By: Britt Cowart, LCSW

There are approximately 47 plus million Senior Citizens in the US (65 and older) and this population is doubling. The average age expectancy is 78+ years and rising. With a growing aging population, it’s typical and expected that Seniors are experiencing increased loss and associated grief. The pain of grief is not lessened by age.

In fact, Seniors experience grief just as deeply as anyone else and often lose many loved ones across their lifespan experiencing grief over and over again due to increased longevity. 

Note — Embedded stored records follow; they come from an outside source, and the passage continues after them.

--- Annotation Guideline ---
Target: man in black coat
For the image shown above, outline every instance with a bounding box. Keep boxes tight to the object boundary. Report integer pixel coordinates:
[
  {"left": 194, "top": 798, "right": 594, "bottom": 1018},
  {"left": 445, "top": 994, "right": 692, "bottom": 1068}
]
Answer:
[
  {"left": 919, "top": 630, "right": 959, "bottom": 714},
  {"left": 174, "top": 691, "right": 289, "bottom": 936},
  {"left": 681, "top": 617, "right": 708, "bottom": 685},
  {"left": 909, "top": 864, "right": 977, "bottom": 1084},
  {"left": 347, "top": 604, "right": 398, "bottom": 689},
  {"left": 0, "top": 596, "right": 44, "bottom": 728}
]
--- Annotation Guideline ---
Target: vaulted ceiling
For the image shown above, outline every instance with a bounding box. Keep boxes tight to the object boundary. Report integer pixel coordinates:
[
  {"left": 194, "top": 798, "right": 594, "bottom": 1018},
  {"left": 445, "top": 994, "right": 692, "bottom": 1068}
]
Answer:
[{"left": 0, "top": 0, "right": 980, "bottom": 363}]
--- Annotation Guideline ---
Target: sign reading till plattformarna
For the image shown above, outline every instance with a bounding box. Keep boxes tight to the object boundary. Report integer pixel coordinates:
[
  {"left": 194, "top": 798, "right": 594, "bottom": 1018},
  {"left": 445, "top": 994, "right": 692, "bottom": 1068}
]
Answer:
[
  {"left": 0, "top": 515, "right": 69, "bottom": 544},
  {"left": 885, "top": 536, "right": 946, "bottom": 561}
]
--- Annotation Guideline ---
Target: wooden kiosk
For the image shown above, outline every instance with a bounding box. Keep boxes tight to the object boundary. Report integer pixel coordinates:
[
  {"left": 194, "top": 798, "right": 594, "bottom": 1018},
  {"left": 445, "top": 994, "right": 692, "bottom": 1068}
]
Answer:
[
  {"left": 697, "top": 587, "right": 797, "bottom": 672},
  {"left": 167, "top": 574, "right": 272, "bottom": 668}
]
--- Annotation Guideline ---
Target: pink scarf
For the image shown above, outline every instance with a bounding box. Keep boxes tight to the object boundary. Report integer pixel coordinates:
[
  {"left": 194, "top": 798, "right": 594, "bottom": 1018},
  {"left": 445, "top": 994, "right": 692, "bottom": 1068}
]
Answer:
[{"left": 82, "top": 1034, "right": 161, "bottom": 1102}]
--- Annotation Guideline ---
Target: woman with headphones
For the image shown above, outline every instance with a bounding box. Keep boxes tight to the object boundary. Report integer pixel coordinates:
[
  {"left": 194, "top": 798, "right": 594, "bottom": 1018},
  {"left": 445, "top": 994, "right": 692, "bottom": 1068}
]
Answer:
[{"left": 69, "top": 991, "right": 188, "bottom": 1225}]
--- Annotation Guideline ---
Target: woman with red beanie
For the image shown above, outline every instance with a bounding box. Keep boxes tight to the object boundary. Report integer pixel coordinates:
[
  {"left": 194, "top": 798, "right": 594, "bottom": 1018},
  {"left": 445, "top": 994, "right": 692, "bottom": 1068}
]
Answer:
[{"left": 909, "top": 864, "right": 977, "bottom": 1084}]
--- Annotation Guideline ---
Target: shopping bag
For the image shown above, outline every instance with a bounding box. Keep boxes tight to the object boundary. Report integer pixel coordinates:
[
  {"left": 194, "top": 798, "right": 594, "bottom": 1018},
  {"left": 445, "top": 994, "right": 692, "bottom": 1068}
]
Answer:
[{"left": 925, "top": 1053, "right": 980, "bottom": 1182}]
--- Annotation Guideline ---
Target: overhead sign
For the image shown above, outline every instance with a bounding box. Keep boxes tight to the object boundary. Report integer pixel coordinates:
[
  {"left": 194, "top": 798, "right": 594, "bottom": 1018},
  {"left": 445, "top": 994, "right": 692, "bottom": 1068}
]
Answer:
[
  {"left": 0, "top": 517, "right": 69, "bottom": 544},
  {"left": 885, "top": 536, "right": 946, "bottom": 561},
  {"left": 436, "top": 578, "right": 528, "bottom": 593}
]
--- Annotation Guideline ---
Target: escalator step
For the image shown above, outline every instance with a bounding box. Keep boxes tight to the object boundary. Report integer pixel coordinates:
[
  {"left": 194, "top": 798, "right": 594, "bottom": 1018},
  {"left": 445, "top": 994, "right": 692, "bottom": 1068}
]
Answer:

While the death of a spouse may be the most significant loss a Senior may experience, losing friends, outliving children, and experiencing other family of origin deaths can be equally as challenging to recover and heal from. Additionally, because Seniors often live alone, they are at higher risk of isolation and depression while grieving a loss. Grief can also have an impact on Seniors’ immune systems creating increased risk for health issues, illnesses, and ailments after a loss. Nursing homes and senior centers can intensify grief symptoms as well due to potential isolation, loneliness and non-recognition of worsening grief, depression, or secondary losses.  

Additionally, there are non-death related losses that can compound and sometimes complicate Seniors’ grief processes such as retirement, empty nest, loss of driving/freedom, loss of health, loss of stamina, and loss of finances. Also, Seniors can experience the loss of close relationships with family members due to their busy lives, not living in close proximity, and changes in living situations.  

Grief is a normal part of loss, but it’s critical that we as loved ones, professionals, and caregivers, increase our knowledge of grief in the growing Senior population, the variables that impact it, and ways we can help the Seniors in our lives.

What Senior Grievers can do to take care of themselves:

  • Eat routinely, exercise regularly, take medication as scheduled.
  • Increase socialization and combat isolation by sharing a meal with friends, do activities to stay busy, talk with people and other widow/widowers, go to the market/coffee/movies with a friend or social group. Go to church, volunteer, get involved with events.
  • Join a grief group for Seniors to increase support, community, and healthy coping.
  • Explore Bereavement Counseling with a professional to address grief symptoms and enhance healing and functioning after a loss.
  • Get support in navigating tasks you may be unfamiliar with due to the loss of a lifelong partner.
  • Face difficult grief feelings and find creative ways to express them.

What others can do to support grieving Seniors:

  • Listen to them.
  • Enjoy a meal with them.
  • Visit often and regularly especially later after the loss when others have stopped visiting.
  • Help them with tasks, errands, appointments, chores ie. Grocery shopping, doctor’s appts., fixing meals.
  • Plan and participate in a special activity with them.
  • Introduce a new positive coping skill, activity to their life, routine.
  • Spend time with them to assess their grief symptoms, signs of depression, healthy coping etc.